Saturday, July 24, 2010

Facing my fears

There's a person inside of me that's been dying to come out. She speaks and I shut her up. She knows what's best for me, but I never want to listen to her. I've always known she was right. She is, after all, the person I would like to be. She takes responsibility for her actions and acknowledges the lessons in their consequences. We all have these people inside of us. Call them our conscience, our Jimney Crickets, whoever they are, they point us in the right direction. In Hinduism, it's called Atman. The universal soul. Essentially, the piece of God that is in everyone.

Today is the day I let that person speak and guide me through life. I know I've said this a million times, but lately that person has been kicking and screaming. I don't know if this is some sort of premature quarter life crisis or it is time to finally face the fact that I am an adult now, and I am no one's responsibility, but my own.

Last night, I was robbed, and I am taking responsibility because I let myself get so intoxicated that I blacked out and thought it was a cool idea to walk home alone. I let the person inside of me speak, every now and again, but my friend alcohol loves to shut her up completely. It's time to shut alcohol up now. I am going off it cold turkey because I have tried everything else, and it appears to be an all or nothing for me and right now and I am choosing nothing. It's going to take a lot of strength, but I can't keep falling short of the person I want to be. I couldn't have asked for better communication with God than the signs I've been given in the last few weeks and this time I will learn my lesson. I know better than to drink to the point of no control, but I did it anyway, and I got robbed. I knew I should not have gotten into a relationship, when I did not feel complete as a person, and now my heart is smashed. It's time to complete this person, and this is how and why I am starting off on this journey...

For the longest time, religion has scared the hell out of me (no pun intended). If I had to pick a team, I would tell you I'm Hindu. After all, aside from being the religion of my mother, it encompasses core beliefs of the universal soul, reincarnation, and karma. But I have always believed, that God made us individuals for a reason. That we have our own paths to the same the truth. To me, organized religion takes away from that path. It tells you how to pray, what to believe, what's right and wrong.
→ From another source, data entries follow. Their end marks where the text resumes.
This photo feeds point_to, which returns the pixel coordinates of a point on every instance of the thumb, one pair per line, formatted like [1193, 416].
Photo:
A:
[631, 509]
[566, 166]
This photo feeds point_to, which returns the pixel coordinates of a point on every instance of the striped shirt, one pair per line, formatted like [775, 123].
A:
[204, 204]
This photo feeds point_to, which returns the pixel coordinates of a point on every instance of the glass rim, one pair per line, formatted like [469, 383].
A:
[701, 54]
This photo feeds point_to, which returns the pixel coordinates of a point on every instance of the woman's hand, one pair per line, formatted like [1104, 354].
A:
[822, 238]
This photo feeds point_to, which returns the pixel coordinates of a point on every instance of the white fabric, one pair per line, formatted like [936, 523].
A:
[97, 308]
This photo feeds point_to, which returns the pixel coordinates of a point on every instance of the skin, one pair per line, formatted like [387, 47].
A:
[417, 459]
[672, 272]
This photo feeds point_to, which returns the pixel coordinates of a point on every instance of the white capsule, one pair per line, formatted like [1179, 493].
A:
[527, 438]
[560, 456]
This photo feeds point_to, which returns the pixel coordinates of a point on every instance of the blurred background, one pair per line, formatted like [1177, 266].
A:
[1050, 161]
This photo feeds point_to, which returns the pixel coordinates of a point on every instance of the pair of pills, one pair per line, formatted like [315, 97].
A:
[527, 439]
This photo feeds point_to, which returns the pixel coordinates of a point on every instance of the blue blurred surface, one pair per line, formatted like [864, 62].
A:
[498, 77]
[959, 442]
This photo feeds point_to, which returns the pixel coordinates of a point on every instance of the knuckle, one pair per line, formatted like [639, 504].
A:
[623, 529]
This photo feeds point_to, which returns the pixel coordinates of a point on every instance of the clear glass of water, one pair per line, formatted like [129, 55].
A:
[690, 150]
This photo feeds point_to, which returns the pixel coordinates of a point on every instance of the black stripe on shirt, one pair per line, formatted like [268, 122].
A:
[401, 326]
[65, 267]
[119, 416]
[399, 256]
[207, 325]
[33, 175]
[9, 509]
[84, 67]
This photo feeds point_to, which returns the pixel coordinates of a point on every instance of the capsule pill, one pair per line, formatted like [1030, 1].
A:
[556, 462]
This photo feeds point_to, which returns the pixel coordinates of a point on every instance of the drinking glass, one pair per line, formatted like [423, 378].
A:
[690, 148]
The truth of the matter is, we all know what's right and what's wrong deep down in ourselves, and there is no need for some man made institution like a church or temple to tell us that.

I am taking this step toward spirituality because I am tired of running scared. It will take a ton of time, strength and courage, that I'm not even sure I have. I have a few weeks before school starts back up and I have to become a law school zombie again. In these weeks, I want to see what all the fuss is about. I want to read the texts of other religions, the Torah, the Bible, the Koran. I have created this blog to share what I will learn and hopefully as a way of holding myself accountable. To explore why the concept of God just won't go away, and why faith in God is the only thing to really get your through the pain. To define MY faith, my path to God. I have learned that nothing is more embarrassing than publicly showing off that I cannot finish what I've started and falling short of the person I am meant to be. I hope this blog will commit me to this journey. What doesn't kill you makes you stronger right? I will leave you with a quote that I see everywhere, and you've probably seen a million times yourself. It's super cliche, but so right at the same time:

"Life is too short to wake up in the morning with regrets. So love the people who treat you right, forget about the ones who don't, and believe that everything happens for a reason. If you get a chance, take it. If it changes your life, let it. Nobody said that it'd be easy, they just promised it would be worth it." - Anon.